You can choose to repay the interest each month or make no monthly payments and roll up the interest into the loan amount. The amount borrowed plus accrued interest is usually repaid from the proceeds of the sale of your property when you die or move permanently into long-term care.
- Take out a loan that is secured on your home, usually between 20 and 50 per cent. The older you are the higher percentage you will be eligible to borrow.
- Continue to own your own home, although you will have to pay back the mortgage on it;
- Repay the mortgage from the proceeds of the sale of your home when you die, or if you move out of it (perhaps into a care home).
The majority of Lifetime Mortgages also come with a ‘no negative equity’ guarantee.
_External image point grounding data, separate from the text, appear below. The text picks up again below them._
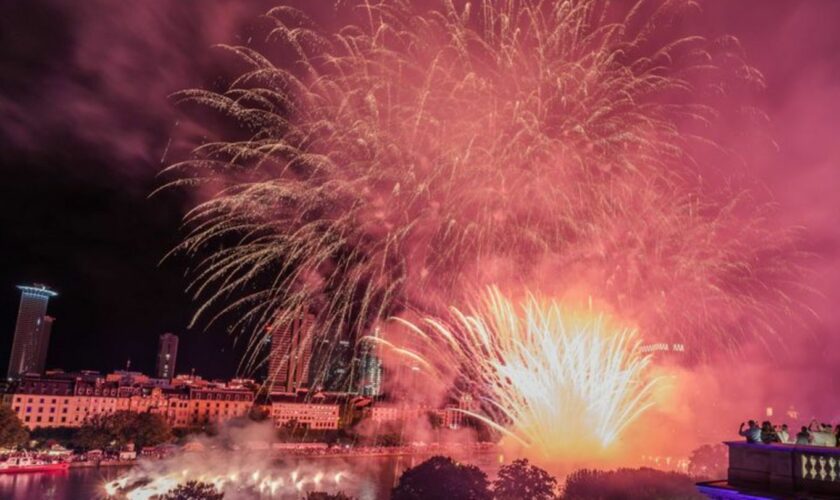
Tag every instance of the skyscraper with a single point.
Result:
(167, 352)
(291, 354)
(32, 331)
(370, 369)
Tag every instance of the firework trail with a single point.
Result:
(563, 384)
(395, 162)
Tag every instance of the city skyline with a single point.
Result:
(32, 331)
(77, 196)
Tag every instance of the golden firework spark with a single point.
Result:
(385, 165)
(563, 383)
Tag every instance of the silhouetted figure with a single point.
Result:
(768, 433)
(752, 433)
(784, 434)
(804, 436)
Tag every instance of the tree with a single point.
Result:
(193, 490)
(709, 461)
(12, 431)
(629, 484)
(442, 477)
(522, 480)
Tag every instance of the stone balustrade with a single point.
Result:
(777, 471)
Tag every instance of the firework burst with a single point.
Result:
(561, 383)
(393, 162)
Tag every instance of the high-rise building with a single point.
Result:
(32, 331)
(291, 353)
(370, 366)
(167, 352)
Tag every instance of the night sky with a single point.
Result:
(85, 126)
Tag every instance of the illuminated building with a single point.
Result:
(318, 411)
(32, 331)
(218, 403)
(291, 354)
(68, 400)
(370, 367)
(167, 352)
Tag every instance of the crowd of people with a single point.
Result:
(815, 434)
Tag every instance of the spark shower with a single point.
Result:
(416, 155)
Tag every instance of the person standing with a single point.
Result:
(752, 433)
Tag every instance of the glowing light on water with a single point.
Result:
(270, 484)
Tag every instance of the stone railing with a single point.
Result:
(778, 468)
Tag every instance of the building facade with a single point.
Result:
(32, 331)
(167, 354)
(370, 366)
(316, 411)
(68, 400)
(291, 354)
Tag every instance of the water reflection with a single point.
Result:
(377, 475)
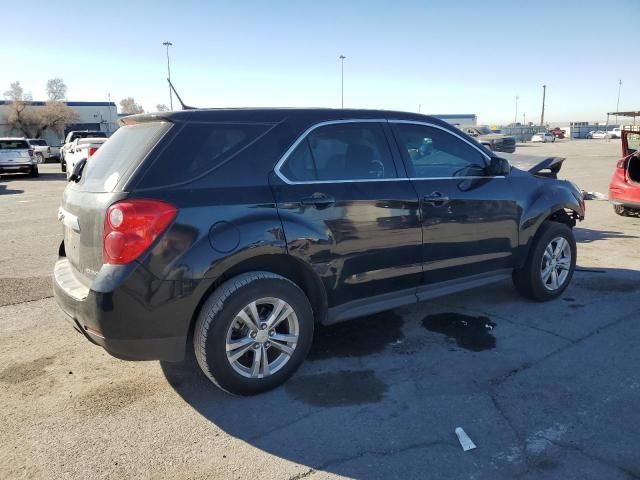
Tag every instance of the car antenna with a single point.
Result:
(184, 107)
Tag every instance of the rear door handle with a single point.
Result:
(318, 200)
(436, 199)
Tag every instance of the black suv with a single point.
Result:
(235, 232)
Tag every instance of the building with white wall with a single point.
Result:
(101, 116)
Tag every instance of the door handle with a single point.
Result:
(436, 199)
(318, 200)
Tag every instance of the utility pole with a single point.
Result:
(618, 102)
(169, 44)
(544, 92)
(342, 57)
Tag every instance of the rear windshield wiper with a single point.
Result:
(77, 171)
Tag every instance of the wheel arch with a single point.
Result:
(284, 265)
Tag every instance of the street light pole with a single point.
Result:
(342, 57)
(169, 44)
(618, 102)
(544, 93)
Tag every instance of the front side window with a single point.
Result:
(435, 153)
(344, 151)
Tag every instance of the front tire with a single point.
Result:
(549, 265)
(253, 333)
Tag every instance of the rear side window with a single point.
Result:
(124, 150)
(13, 144)
(197, 149)
(345, 151)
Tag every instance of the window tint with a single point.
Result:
(433, 152)
(126, 148)
(197, 149)
(346, 151)
(13, 144)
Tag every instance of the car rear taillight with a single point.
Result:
(622, 163)
(131, 226)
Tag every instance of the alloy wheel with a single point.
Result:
(262, 337)
(556, 264)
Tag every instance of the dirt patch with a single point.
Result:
(25, 371)
(357, 338)
(470, 333)
(337, 389)
(20, 290)
(114, 396)
(609, 284)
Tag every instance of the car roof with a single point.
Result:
(276, 115)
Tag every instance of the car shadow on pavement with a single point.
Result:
(9, 191)
(397, 402)
(587, 235)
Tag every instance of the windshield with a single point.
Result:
(13, 144)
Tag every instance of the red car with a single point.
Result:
(624, 189)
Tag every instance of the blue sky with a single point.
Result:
(452, 56)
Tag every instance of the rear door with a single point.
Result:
(469, 219)
(348, 209)
(14, 152)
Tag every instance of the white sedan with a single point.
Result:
(598, 134)
(543, 137)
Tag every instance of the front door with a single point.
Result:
(348, 209)
(469, 218)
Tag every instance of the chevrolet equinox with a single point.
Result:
(236, 231)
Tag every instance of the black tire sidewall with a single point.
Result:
(549, 231)
(215, 345)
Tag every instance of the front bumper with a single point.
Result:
(16, 167)
(115, 320)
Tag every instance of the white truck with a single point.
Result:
(81, 148)
(42, 150)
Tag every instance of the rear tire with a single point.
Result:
(546, 275)
(232, 348)
(621, 210)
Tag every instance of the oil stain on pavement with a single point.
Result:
(357, 338)
(470, 333)
(337, 389)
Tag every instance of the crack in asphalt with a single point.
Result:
(383, 453)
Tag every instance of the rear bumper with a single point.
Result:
(16, 167)
(116, 321)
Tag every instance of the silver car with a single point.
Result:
(16, 156)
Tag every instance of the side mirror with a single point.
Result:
(498, 167)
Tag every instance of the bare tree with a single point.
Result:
(32, 122)
(129, 105)
(56, 89)
(20, 115)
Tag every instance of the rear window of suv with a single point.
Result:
(13, 144)
(198, 149)
(122, 152)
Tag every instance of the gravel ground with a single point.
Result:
(544, 390)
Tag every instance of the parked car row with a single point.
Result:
(17, 156)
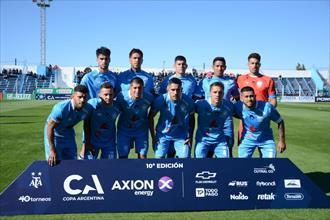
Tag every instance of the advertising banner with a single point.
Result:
(17, 96)
(90, 186)
(54, 91)
(52, 96)
(322, 99)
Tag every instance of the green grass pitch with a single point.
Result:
(308, 146)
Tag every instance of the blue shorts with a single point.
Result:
(125, 142)
(267, 148)
(107, 152)
(220, 150)
(66, 149)
(181, 150)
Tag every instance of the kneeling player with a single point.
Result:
(59, 135)
(176, 121)
(256, 117)
(102, 124)
(214, 120)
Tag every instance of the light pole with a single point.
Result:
(42, 4)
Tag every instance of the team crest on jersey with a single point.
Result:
(259, 83)
(213, 124)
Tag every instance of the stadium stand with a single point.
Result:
(287, 82)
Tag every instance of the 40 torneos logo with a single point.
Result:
(165, 184)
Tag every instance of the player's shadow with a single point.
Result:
(19, 116)
(18, 122)
(321, 179)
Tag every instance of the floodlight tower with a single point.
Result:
(42, 4)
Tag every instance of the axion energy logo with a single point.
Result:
(165, 184)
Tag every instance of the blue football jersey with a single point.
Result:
(124, 80)
(189, 84)
(95, 79)
(173, 120)
(213, 121)
(230, 86)
(66, 117)
(256, 122)
(103, 122)
(133, 119)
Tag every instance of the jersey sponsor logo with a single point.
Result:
(292, 183)
(266, 196)
(239, 196)
(294, 196)
(36, 180)
(259, 83)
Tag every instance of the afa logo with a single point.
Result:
(165, 184)
(36, 180)
(75, 191)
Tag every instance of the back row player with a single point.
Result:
(96, 78)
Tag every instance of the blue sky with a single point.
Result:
(283, 32)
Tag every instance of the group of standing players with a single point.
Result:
(118, 112)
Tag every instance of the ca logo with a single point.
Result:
(87, 188)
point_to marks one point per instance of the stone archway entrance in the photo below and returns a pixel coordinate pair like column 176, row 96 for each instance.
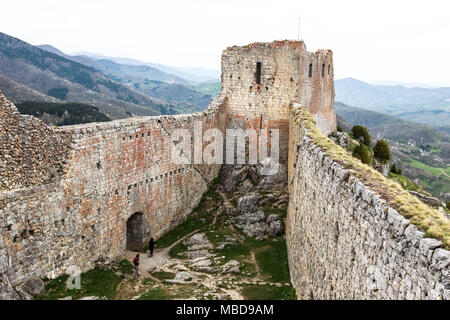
column 138, row 232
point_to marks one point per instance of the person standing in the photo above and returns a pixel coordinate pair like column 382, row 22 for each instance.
column 136, row 265
column 151, row 246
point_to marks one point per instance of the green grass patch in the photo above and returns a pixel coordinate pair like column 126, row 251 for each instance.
column 97, row 282
column 282, row 212
column 433, row 170
column 234, row 251
column 405, row 182
column 176, row 250
column 163, row 275
column 273, row 261
column 155, row 294
column 125, row 267
column 268, row 292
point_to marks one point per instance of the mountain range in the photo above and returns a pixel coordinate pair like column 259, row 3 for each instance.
column 422, row 151
column 45, row 74
column 429, row 106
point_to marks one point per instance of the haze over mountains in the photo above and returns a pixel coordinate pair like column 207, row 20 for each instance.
column 423, row 152
column 45, row 74
column 429, row 106
column 55, row 86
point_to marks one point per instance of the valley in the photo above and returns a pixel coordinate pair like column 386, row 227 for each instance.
column 423, row 152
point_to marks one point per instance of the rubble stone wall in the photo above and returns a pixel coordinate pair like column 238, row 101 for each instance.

This means that if you live longer than expected, or even if house prices go down, the amount owed will never exceed the open market value of your home when it comes to be sold.
Home reversion plans
A home reversion plan involves selling part or all of your home to a home reversion provider. You receive the sale proceeds as cash, which can be paid as regular instalments or as a single lump sum.
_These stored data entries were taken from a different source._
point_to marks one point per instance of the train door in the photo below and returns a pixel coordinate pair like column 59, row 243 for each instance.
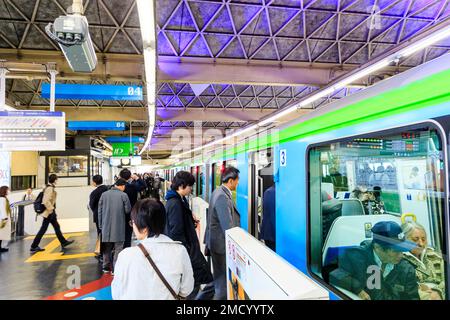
column 217, row 169
column 260, row 179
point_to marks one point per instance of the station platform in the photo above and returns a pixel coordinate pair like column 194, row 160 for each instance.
column 51, row 274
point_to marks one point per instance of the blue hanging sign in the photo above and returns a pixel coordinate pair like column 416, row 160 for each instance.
column 125, row 139
column 93, row 92
column 97, row 125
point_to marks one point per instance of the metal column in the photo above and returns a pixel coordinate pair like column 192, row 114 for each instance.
column 52, row 89
column 3, row 72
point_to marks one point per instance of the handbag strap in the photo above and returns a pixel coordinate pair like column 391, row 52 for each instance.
column 147, row 255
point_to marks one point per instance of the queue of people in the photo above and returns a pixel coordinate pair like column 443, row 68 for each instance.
column 167, row 263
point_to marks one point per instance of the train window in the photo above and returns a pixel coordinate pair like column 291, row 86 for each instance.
column 376, row 215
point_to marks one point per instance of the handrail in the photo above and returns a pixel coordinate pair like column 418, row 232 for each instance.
column 15, row 213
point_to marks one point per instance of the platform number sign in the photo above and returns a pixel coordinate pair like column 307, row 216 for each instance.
column 283, row 158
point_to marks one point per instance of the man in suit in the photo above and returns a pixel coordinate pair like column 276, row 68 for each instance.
column 133, row 187
column 222, row 216
column 94, row 198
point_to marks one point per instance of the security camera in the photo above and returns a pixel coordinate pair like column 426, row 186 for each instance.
column 71, row 32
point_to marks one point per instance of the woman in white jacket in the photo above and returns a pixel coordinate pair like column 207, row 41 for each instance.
column 134, row 277
column 5, row 218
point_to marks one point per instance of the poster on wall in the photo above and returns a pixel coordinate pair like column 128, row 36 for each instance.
column 5, row 169
column 32, row 131
column 254, row 272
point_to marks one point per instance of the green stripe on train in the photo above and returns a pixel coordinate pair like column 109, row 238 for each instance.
column 419, row 94
column 423, row 93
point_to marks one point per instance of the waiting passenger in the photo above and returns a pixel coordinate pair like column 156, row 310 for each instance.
column 268, row 225
column 5, row 218
column 180, row 226
column 222, row 216
column 113, row 207
column 133, row 187
column 430, row 268
column 135, row 277
column 49, row 215
column 376, row 270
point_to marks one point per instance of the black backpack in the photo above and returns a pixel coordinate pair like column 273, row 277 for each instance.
column 38, row 206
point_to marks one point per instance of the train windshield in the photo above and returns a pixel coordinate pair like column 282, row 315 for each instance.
column 376, row 215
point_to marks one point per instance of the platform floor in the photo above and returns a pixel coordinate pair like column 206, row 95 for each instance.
column 51, row 274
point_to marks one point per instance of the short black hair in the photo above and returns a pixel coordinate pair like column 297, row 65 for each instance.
column 182, row 179
column 230, row 173
column 125, row 174
column 149, row 214
column 120, row 182
column 52, row 178
column 98, row 179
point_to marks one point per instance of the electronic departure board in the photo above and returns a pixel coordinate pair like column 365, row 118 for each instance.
column 32, row 131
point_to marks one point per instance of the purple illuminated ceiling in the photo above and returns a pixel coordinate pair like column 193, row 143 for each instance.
column 344, row 32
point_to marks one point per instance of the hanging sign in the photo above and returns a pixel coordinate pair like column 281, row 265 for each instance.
column 32, row 131
column 122, row 149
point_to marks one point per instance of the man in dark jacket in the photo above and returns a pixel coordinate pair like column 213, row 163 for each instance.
column 113, row 206
column 94, row 198
column 180, row 226
column 377, row 270
column 133, row 187
column 268, row 219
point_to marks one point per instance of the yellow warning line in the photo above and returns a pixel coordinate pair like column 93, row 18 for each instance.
column 49, row 236
column 49, row 255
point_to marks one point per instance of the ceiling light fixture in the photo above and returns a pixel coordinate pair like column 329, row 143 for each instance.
column 410, row 49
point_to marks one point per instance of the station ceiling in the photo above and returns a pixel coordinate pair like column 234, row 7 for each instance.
column 222, row 64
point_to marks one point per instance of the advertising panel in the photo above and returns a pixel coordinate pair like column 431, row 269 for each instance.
column 5, row 169
column 32, row 131
column 255, row 272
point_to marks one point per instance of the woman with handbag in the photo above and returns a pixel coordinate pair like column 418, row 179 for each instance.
column 181, row 225
column 5, row 218
column 158, row 268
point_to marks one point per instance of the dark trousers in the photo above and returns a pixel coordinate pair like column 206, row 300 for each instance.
column 220, row 275
column 270, row 244
column 99, row 236
column 207, row 293
column 51, row 219
column 128, row 232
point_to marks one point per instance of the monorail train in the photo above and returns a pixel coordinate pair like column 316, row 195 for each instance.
column 389, row 141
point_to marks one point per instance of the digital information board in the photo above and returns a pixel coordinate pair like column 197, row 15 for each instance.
column 5, row 169
column 32, row 131
column 254, row 272
column 96, row 125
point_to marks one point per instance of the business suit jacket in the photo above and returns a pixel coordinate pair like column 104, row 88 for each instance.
column 222, row 215
column 94, row 198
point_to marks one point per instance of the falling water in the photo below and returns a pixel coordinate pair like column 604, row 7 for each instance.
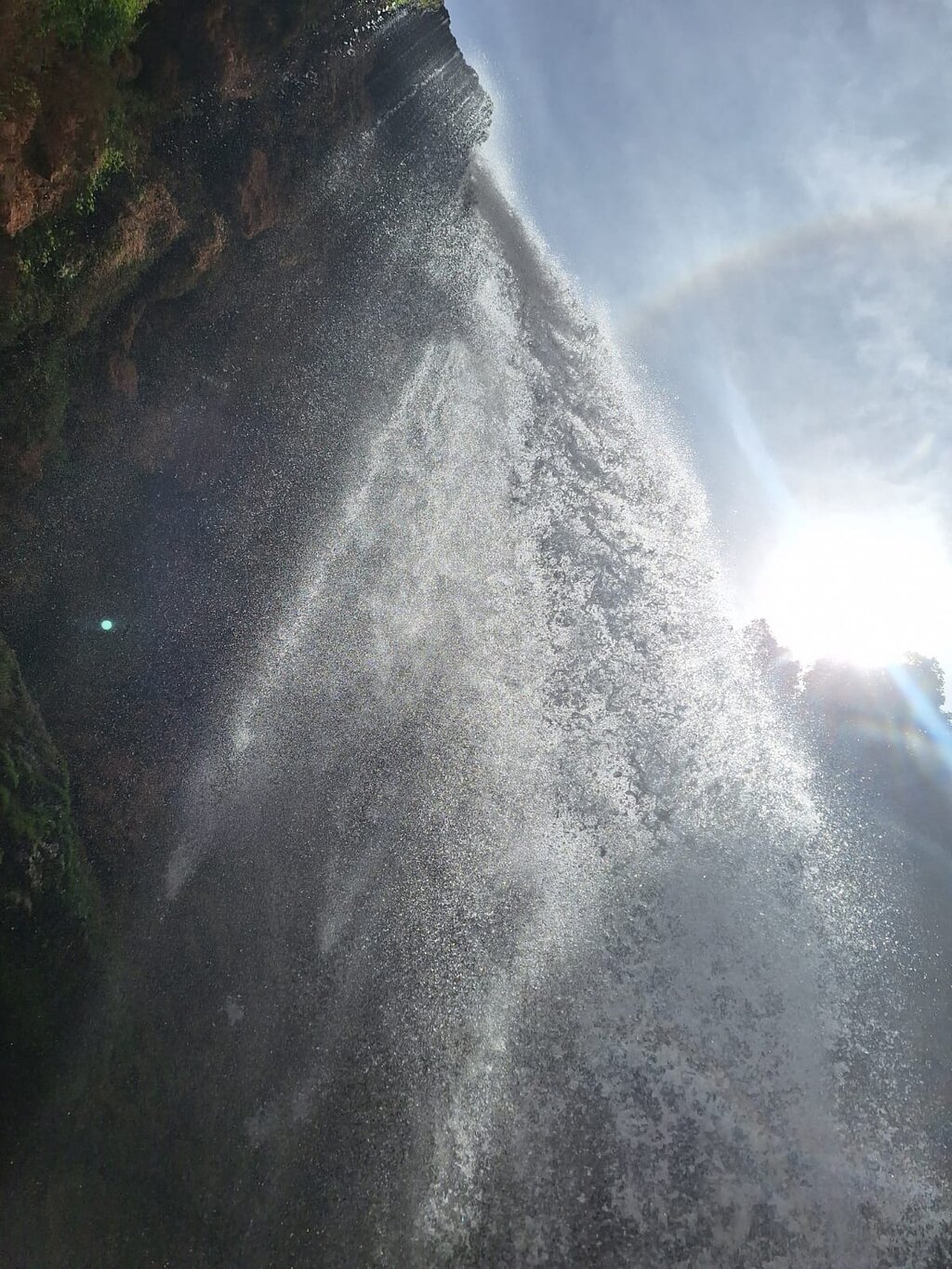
column 499, row 923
On any home reversion plan that is recommended, you retain the right to stay in your property rent-free for the rest of your life. You will receive less than the full market value of your home, because the buyer cannot re-sell the property until you die or move permanently into long-term care.
- Sell all or part of your home to a reversion company;
- No longer own your own home, but continue to live there as a tenant of the reversion company;
- The home is sold when you die, or if you move out of it (perhaps into a care home).
A Home Reversion plan is a sale and not a loan; therefore, there is no interest to pay. Instead, the Home Reversion provider will pay less for the relevant proportion of your home than it would be worth on the open market. Typically, you will receive between 35% and 60% of its market value depending on your age. So, for instance, if you sold 50% of a £200,000 property you could receive between £35,000 and £60,000 rather than £100,000.